The current implementation of External Entities is not focused on performances but rather of possibilities and performances may be improved in the future. At least, External Entities enables to query multiple external sources once to gather data for a single external entity unlike other existing plugins (External Data Source, Tripal) would query them one time for each entity field.

Performances are also closely related to storage clients. While a REST storage client might be slow to load entities, a file or an SQL storage client could be pretty fast depending on their configuration. To mitigate the problem, External Entities module provides support for entity caching at the cost of having possibly unsynchronized data. Storage clients may also include features to reduce entity loading; for instance, if the "list" endpoint of a REST storage client already provides fully loaded entities, the storage client will not need to use the single entity loading endpoint if the "list" endpoint was just used before and fetched the requested entities.

If the solutions above do not meet your needs, you may also consider the (External Entity Manager)[https://www.drupal.org/project/xnttmanager] which provides features to turn external entities into local Drupal content (with duplicated data that may need to be synchronized). It also offers features to compare local and remote data and synchronize data manually or automatically using a cron.

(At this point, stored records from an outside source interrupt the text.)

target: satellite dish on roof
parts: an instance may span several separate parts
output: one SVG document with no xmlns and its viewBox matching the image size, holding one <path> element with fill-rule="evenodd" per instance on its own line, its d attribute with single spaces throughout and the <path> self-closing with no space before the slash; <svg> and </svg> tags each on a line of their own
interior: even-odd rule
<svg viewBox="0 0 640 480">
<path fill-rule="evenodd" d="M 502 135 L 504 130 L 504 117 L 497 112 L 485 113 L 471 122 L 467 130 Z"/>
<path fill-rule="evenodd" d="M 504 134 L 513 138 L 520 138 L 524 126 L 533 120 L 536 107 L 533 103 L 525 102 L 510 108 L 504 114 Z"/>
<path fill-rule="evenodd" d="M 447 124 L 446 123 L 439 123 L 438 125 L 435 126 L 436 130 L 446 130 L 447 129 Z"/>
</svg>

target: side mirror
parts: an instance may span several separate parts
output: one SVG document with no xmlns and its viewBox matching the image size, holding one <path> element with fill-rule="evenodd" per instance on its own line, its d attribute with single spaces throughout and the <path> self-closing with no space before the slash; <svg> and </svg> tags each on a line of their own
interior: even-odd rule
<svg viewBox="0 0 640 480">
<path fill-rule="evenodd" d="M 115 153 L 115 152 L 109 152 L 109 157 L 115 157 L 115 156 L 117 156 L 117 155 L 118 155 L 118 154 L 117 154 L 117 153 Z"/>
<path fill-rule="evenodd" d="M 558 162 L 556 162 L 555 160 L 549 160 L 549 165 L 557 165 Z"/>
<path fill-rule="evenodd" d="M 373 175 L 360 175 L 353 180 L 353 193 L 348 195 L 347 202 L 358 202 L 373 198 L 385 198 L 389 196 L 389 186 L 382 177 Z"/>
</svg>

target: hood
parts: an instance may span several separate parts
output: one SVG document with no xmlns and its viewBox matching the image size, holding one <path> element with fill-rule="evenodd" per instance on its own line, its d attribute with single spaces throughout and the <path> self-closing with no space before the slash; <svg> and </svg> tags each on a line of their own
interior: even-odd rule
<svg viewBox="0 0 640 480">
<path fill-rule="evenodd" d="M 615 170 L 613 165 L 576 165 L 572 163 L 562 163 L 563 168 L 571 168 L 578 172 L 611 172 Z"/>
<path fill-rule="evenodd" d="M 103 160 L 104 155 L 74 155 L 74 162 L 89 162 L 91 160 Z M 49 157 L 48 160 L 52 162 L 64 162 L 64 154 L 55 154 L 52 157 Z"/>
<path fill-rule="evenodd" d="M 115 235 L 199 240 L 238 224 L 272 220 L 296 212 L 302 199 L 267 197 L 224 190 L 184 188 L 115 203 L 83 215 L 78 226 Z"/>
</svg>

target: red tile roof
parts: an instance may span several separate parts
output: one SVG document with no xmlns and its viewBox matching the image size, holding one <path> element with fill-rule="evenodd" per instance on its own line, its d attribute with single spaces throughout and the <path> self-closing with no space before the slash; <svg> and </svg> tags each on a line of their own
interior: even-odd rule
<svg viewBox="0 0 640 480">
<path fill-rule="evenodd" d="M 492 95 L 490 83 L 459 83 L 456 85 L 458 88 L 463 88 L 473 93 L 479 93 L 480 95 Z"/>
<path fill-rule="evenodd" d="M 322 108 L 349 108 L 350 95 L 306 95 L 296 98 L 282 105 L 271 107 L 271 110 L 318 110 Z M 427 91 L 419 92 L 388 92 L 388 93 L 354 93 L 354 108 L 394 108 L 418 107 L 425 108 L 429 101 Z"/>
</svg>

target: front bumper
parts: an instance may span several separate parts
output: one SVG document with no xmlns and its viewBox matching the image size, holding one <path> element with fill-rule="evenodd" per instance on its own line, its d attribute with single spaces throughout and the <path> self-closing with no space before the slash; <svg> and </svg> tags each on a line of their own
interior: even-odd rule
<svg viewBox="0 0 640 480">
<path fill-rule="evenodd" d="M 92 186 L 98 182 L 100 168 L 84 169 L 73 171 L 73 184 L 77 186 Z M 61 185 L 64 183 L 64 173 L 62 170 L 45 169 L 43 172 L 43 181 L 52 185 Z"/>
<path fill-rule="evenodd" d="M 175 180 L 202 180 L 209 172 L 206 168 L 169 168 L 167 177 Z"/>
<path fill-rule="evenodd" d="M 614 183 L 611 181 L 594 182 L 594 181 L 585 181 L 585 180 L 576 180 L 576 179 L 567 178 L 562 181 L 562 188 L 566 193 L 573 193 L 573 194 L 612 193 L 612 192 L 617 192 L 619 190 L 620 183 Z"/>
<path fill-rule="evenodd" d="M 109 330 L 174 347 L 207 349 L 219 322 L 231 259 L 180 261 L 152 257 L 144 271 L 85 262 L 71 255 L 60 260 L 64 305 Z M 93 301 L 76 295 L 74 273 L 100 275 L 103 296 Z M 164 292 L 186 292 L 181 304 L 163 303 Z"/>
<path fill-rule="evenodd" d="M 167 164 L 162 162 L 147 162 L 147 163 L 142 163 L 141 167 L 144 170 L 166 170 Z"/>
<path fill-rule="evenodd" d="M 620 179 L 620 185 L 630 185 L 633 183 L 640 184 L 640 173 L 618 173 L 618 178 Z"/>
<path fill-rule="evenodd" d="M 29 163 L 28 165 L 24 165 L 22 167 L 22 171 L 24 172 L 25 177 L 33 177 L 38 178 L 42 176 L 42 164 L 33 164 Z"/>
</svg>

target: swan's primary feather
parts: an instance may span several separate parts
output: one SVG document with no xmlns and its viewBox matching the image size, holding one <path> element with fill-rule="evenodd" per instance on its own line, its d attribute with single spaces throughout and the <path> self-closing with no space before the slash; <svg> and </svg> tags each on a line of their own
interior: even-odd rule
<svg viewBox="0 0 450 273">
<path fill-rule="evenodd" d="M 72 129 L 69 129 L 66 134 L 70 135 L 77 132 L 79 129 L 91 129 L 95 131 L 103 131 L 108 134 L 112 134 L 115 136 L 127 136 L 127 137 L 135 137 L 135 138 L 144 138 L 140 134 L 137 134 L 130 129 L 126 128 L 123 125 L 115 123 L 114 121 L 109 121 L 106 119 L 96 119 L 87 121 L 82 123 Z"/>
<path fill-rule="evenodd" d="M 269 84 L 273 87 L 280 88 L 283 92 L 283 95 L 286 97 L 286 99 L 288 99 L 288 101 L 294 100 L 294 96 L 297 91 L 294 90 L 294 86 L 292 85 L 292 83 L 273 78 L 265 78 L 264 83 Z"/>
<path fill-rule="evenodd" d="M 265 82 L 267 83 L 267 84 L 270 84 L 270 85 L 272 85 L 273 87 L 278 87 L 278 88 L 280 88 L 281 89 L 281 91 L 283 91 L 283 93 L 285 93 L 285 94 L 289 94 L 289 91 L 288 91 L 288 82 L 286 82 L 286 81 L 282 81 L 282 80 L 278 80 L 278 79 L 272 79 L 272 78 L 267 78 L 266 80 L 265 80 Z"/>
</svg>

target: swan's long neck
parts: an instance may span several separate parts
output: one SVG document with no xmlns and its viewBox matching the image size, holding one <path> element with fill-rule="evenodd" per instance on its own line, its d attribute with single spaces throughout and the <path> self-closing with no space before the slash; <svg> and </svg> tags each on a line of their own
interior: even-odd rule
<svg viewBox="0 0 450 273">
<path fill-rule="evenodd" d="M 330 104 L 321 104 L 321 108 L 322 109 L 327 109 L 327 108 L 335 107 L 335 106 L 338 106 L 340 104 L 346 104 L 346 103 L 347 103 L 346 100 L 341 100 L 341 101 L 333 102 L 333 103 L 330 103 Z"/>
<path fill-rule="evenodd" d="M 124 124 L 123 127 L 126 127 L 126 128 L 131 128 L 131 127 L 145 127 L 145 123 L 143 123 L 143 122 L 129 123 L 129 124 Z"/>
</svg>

Finaly, the External Entities Views plugin which allows to use external entities in the Drupal "views" system may work well with local data from file or SQL storage clients but not so well with REST services, especially when data filtering is involved. Therefore, it might be more appropriate to use the Search API module to index remote data and use it in views.

Native plugins

This module ships with several native plugins and plugin interfaces described hereafter:

  • Data aggregators (DataAggregatorInterface)
    • Single Storage Client (no aggregation)
    • Group Aggregator
    • Horizontal Data Aggregator
    • Vertical Data Aggregator
  • Storage clients (StorageClientInterface)
    • Main interfaces:
      • REST storage client (RestClientInterface)
      • Files storage client interface (FileClientInterface)
      • Query Language storage client interface (QueryLanguageClientInterface)
    • Implementations:
      • REST storage client
      • JSON:API storage client
      • Files storage client
      • SQL storage client (companion module)
  • Field mappers (FieldMapperInterface)
    • Generic field mapper
    • Text field mapper
    • File and image field mapper (companion module)
  • Property mappers (PropertyMapperInterface)
    • Constant property mapper
    • Field property mapper
    • Simple property mapper
    • JSONPath property mapper
  • Data processors (DataProcessorInterface)
    • Autodetect datatype
    • Boolean
    • Date and time
    • Hash
    • Numeric value
    • Numeric value with unit
    • String case
    • Value mapping
    • Version

Single Storage Client

This data aggregator does not aggregate data but rather provides a simple interface when working with a single storage client.

Group Aggregator

This aggregator enables the aggregation of multiple storage client data into one data structure. It supports grouping/separation of sources as well as a control on how data elements are merged together.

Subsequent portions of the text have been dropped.